Summer F&B Trends Lead the Way for 2019
2 Min Read By Amber Van Moessner
A Closer Look at Restaurant Trends During The Summer: Vacation Wars and the Hottest Spots for Food and Drink
It’s no secret that the warm weather months see an increase in tourists around the country, and this summer was no different. People flocked to nearby beach communities, enjoyed the local cuisine and sipped rosé in the sun. As restaurateurs are wrapping up their summer sales and preparing for slower months ahead, what trends will they see rising to the top from Summer 2018?

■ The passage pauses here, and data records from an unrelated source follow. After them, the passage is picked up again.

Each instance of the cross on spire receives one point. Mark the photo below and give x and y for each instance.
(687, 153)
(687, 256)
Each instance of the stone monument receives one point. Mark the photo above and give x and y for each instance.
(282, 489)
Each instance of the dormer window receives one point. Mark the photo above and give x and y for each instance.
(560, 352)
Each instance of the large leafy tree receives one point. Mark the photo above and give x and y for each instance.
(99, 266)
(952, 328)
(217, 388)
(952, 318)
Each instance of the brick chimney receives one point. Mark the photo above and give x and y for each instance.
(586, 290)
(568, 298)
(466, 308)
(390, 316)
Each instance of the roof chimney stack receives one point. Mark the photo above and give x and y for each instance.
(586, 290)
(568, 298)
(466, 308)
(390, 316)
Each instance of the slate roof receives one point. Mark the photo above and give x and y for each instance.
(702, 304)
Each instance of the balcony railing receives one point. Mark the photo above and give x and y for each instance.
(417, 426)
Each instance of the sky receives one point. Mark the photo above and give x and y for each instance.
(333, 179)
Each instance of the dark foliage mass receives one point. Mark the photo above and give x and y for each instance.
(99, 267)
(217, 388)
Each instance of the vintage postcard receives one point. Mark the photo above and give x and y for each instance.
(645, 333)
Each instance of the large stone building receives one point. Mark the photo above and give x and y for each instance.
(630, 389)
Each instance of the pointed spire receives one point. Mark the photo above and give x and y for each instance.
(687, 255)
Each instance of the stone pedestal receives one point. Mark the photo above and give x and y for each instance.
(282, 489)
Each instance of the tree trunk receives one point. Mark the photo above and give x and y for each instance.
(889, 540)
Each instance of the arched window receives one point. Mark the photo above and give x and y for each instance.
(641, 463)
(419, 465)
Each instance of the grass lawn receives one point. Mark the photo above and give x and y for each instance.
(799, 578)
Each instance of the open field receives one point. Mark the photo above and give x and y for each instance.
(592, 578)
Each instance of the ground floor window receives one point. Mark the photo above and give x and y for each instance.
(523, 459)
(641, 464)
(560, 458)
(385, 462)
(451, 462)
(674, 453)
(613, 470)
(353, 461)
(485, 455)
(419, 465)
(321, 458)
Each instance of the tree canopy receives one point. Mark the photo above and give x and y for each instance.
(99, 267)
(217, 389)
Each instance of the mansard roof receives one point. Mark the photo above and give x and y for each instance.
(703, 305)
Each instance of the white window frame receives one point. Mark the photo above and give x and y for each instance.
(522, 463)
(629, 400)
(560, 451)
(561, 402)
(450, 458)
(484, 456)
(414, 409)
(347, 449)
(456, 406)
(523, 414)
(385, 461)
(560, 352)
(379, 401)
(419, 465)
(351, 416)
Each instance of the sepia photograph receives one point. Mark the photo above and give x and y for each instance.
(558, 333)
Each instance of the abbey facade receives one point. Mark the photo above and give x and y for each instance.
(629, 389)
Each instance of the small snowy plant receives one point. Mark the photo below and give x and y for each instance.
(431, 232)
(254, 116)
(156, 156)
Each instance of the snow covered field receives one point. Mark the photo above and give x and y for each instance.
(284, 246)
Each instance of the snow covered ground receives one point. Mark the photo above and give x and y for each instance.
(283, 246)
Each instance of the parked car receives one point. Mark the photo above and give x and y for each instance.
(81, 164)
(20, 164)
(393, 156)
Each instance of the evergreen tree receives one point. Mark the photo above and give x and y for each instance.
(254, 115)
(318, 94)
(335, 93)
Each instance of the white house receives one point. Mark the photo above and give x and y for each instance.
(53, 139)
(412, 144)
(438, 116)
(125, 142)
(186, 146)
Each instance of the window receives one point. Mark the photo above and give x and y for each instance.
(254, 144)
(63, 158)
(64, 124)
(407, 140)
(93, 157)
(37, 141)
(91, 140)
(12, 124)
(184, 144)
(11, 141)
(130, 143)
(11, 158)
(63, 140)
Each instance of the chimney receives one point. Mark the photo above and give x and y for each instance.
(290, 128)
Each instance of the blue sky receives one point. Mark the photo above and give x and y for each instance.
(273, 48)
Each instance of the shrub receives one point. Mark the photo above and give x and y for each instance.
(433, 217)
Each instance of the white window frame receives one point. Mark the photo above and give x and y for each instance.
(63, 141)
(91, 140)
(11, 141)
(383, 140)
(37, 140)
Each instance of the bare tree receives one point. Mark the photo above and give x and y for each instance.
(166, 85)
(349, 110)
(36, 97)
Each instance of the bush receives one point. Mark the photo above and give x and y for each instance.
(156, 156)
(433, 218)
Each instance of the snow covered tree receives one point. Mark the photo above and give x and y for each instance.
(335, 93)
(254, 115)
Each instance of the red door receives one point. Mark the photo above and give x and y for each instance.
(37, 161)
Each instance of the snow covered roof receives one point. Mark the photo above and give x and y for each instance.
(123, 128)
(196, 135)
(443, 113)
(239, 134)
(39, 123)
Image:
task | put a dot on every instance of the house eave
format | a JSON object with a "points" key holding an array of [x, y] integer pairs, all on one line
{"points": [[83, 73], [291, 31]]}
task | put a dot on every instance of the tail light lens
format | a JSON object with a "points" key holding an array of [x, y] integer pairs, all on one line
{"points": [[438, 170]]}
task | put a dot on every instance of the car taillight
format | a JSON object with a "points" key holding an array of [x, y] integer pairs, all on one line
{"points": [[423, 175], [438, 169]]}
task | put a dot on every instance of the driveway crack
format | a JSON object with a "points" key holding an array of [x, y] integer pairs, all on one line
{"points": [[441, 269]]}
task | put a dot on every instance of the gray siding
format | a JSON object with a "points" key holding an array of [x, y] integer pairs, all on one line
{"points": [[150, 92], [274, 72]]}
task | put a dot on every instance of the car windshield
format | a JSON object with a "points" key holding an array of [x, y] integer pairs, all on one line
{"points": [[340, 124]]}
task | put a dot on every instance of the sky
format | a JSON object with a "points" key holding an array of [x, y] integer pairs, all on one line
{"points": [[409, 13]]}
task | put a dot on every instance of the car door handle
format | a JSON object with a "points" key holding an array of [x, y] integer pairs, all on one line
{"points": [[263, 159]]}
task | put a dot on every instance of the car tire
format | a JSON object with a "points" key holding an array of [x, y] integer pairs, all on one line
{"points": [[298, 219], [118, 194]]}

Here’s a look at 2018 trends that restaurant owners should keep in mind when preparing for 2019.
Alcohol Trends by Region
Summer wouldn’t be complete without a glass of wine or a cold beer, but data show that alcohol preferences vary state by state. When looking at these trends by region, certain vacation areas have clear preferences when it came to booze. Liquor is the big winner in Miami, which sold a daily average of $3,000. People in Los Angeles might be known for watching what they eat, but they sure do love their beer: this city edges out every other one when it comes to beer sales, selling over $1,500 worth of it per day.
For wine, Nashville is the place to visit and order a glass of Sauv Blanc or Rosé it’s number one when it comes to wine sales during the summertime, selling 25 percent more per day than the next highest city.
There’s a plethora of places to visit during the summertime, and while tourists have their go-to spots, certain destinations go head-to-head over booze and food sales:
Myrtle Beach vs. Charleston: Beer lovers and cocktail connoisseurs looking to vacation in the Carolinas opt for Myrtle Beach over Charleston, as Myrtle Beach has historically sold 86 percent more beer and nearly a hundred more liquor items per day than its southern neighbor.
New Orleans vs. Nashville: It’s a tight race between New Orleans and Nashville, but visitors save more money on food and booze when visiting Nashville. Both cities sell comparable amounts of liquor items daily, but Nashville’s daily sales average $620 to New Orleans’ $887. When it comes to food, most people were visiting the big easy for booze: the city sold on average 22 percent less food items than Nashville.
Hamptons vs. The Cape: These two popular east coast destinations are neck and neck when it comes to beverage sales, but as it turns out, the question comes down to whether tourists prefer beverages off the vine. Data show restaurants on the Cape sell an average of 14 percent more wine than its New York counterpart, but restaurants in the Hamptons made 23 percent more in daily liquor sales than those in Massachusetts.
It pays for restaurant owners to keep their eye on these trends to help predict what food and alcohol items will help increase their margins during this busy time of year.